Auf dem Markt

Kartoffeln hole ich bevorzugt bei uns auf dem kleinen Wochenmarkt, der vor unserem Esszimmerfenster jeden Freitag stattfindet. Die schmecken einfach viel besser als die aus dem Supermarkt. Die letzten, die wir da geholt haben, waren absolut geschmacksneutral. Daher war heute wieder ein Gang zum Markt fällig.

Es ist lausig kalt da draußen und das Wetter alles andere als einladend, aber ich stapfte los. Unser Markt ist überschaubar, von jedem gibt es nur einen, alles sind regionale Leute und Bio-Zeugs. Ich mag diesen Markt und gehe gerne dort einkaufen. Auch wenn die Schlange am Obst- und Gemüsestand immer lang ist – so auch heute.

Aber dennoch geht es relativ schnell, da arbeiten nämlich eine Menge Leute und die haben auch eine Menge Fachkompetenz.

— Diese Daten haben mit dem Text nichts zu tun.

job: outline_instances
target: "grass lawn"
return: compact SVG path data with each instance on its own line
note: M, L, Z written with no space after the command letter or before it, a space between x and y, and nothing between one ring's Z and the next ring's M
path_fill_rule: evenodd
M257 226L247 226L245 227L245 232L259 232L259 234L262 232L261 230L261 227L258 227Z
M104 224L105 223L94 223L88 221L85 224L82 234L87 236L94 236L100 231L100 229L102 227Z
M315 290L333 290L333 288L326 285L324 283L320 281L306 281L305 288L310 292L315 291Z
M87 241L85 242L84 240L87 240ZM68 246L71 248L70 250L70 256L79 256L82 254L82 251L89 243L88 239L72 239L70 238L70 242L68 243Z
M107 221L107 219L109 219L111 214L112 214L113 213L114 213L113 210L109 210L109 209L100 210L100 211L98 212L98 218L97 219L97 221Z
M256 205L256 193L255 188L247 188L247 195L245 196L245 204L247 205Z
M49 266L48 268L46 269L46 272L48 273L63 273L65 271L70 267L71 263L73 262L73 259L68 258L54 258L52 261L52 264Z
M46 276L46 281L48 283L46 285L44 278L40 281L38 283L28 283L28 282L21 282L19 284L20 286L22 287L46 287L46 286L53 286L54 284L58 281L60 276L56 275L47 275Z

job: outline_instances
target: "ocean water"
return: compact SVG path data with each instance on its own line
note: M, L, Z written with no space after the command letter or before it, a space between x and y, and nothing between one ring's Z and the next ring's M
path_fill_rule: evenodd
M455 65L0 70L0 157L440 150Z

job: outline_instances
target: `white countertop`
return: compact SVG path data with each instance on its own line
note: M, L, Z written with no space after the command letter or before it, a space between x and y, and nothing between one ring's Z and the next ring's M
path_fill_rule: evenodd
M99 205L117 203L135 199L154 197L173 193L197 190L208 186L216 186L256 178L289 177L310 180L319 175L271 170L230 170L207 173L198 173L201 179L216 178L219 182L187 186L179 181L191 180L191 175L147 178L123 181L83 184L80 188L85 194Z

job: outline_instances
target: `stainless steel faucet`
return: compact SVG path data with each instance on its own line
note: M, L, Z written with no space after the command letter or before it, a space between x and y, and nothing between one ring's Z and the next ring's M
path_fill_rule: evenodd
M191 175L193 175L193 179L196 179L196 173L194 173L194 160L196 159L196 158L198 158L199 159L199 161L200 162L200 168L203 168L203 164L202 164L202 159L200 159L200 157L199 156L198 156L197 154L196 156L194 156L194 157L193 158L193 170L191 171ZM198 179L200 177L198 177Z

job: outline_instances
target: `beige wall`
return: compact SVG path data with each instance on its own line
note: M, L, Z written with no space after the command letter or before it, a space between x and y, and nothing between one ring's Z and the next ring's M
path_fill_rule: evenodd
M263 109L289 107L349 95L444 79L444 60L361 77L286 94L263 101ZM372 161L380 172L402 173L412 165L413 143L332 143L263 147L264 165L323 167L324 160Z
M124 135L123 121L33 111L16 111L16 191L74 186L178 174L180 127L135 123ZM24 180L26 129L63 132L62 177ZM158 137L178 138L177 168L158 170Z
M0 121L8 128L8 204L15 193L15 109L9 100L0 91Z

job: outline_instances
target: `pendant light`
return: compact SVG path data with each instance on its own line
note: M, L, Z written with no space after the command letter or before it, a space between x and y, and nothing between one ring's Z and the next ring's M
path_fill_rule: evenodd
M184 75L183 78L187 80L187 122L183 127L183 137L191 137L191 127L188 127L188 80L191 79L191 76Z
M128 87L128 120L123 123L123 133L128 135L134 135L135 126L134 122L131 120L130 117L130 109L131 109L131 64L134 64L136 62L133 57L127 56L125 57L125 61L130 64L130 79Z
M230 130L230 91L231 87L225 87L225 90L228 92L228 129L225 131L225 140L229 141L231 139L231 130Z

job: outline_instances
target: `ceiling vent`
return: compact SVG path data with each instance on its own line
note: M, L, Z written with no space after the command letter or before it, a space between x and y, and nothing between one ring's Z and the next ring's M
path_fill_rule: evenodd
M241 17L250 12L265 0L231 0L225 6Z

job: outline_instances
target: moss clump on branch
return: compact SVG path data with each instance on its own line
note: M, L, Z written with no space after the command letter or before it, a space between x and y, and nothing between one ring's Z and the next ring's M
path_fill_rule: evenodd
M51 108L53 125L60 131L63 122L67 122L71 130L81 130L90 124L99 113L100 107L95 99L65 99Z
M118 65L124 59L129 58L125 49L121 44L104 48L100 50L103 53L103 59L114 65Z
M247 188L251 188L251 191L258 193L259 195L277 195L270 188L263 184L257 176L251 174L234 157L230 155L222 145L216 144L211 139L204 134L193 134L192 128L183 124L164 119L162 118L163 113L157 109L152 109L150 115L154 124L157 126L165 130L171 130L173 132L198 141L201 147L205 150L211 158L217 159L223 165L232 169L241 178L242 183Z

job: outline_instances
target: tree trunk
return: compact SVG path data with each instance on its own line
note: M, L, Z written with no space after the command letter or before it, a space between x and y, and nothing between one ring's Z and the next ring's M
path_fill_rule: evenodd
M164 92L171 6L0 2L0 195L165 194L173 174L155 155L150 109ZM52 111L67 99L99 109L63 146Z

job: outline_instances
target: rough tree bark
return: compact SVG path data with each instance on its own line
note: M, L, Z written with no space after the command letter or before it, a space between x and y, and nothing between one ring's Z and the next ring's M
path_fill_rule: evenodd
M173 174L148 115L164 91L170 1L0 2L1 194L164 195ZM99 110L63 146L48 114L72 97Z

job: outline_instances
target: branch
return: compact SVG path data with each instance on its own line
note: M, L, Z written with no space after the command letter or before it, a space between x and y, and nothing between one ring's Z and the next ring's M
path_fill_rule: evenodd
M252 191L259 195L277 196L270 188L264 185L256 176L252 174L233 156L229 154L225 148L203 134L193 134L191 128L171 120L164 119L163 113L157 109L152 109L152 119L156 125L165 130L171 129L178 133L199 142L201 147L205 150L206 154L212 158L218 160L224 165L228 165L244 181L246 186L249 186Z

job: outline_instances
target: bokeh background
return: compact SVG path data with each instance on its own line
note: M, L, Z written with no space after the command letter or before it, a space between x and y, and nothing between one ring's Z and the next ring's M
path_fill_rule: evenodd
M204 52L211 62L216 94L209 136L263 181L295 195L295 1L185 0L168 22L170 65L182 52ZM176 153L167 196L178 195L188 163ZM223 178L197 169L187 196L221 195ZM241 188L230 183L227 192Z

„Wer ist dran und was darf’s sein?“ Ich reiche ihm meine Tasche rüber: „Ich hätte gerne zwei Kilo Kartoffeln.“ Ich wollte ganz souverän wirken. Ich war ja bei den Kunden zuvor schon ganz fasziniert. Alle kauften Äpfel und während ich da wartete, habe ich eine Menge über Äpfel bzw. die einzelnen Sorten und deren Lagerung gelernt. „Feste oder mehligkochend?“ Ich überlegte einen Moment. Im Supermarkt entscheide ich mich immer für das Mittelding. Er fragte mich, was ich denn damit vorhätte. Das wusste ich aber noch nicht so genau, verschiedene Dinge. Dann meinte er, er hätte auch noch eine, die ein bisschen dazwischen ist und zeigte mir ein Exemplar. „Die ist ein wenig rotschalig“, – „Auch das noch!“, fuhr es mir durch den Kopf, – „Die können Sie aber für alles benutzen, als Salzkartoffel, für Salat und notfalls auch für Pürree.“ Laura heißt das gute Stück. „Ok, dann nehme ich die.“

Während er die zwei Kilo einsammelte und wog, erzählte er mir, dass er auch schon für den Großmarkt produziert hätte. Dort würde man bisweile die Sorten wild durcheinander auf einen Lkw schmeißen. Da bräuchte man sich nicht wundern, wenn die Qualität im Laden dann nicht stimmt. Man bekommt ja nicht, was man eigentlich haben wollte.

„Noch was?“ – „Ja, ich brauche eine Gemüsezwiebel.“ Böse Falle! Ich bekam eine halbwissenschaftliche Abhandlung über Zwiebeln und Lagerung, über Zwiebeln im Allgemeinen und die Gemüsezwiebel im Besonderen. „Ich habe ja keine Ahnung“, gab ich kleinlaut zu, „und kochen kann ich auch nicht wirklich, im Rezept steht halt Gemüsezwiebel.“ Das veranlasste jetzt auch die alten Damen um mich herum mir wertvolle Tipps und Erklärungen mit auf den Weg zu geben. Wir einigten uns darauf, dass ich normale Zwiebeln kaufe, ich entschied mich für drei Stück.

„Brauchen Sie noch etwas?“ – „Nee, ich geh jetzt lieber nach Hause, bevor es noch peinlicher wird. Ich komme dann nächste Woche nochmal wieder.“

Ich trollte mich zum Bäcker. Da war ich wenigstens auf halbwegs sicherem Terrain. Das Schlimme an der Sache: Beim nächsten Kartoffel- und Zwiebelkauf habe ich das vermutlich schon wieder verdrängt. Wie die Apfelsorten heißen und welche davon süßlich und welche säuerlich sind, weiß ich nämlich jetzt schon nicht mehr. Die Küche und ich werden einfach keine Freunde. Beim Bäcker erstand ich zwei Laugenbrötchen und eine der weltbesten Nussecken, dann ging ich wieder nach Hause in meine warme Wohnung.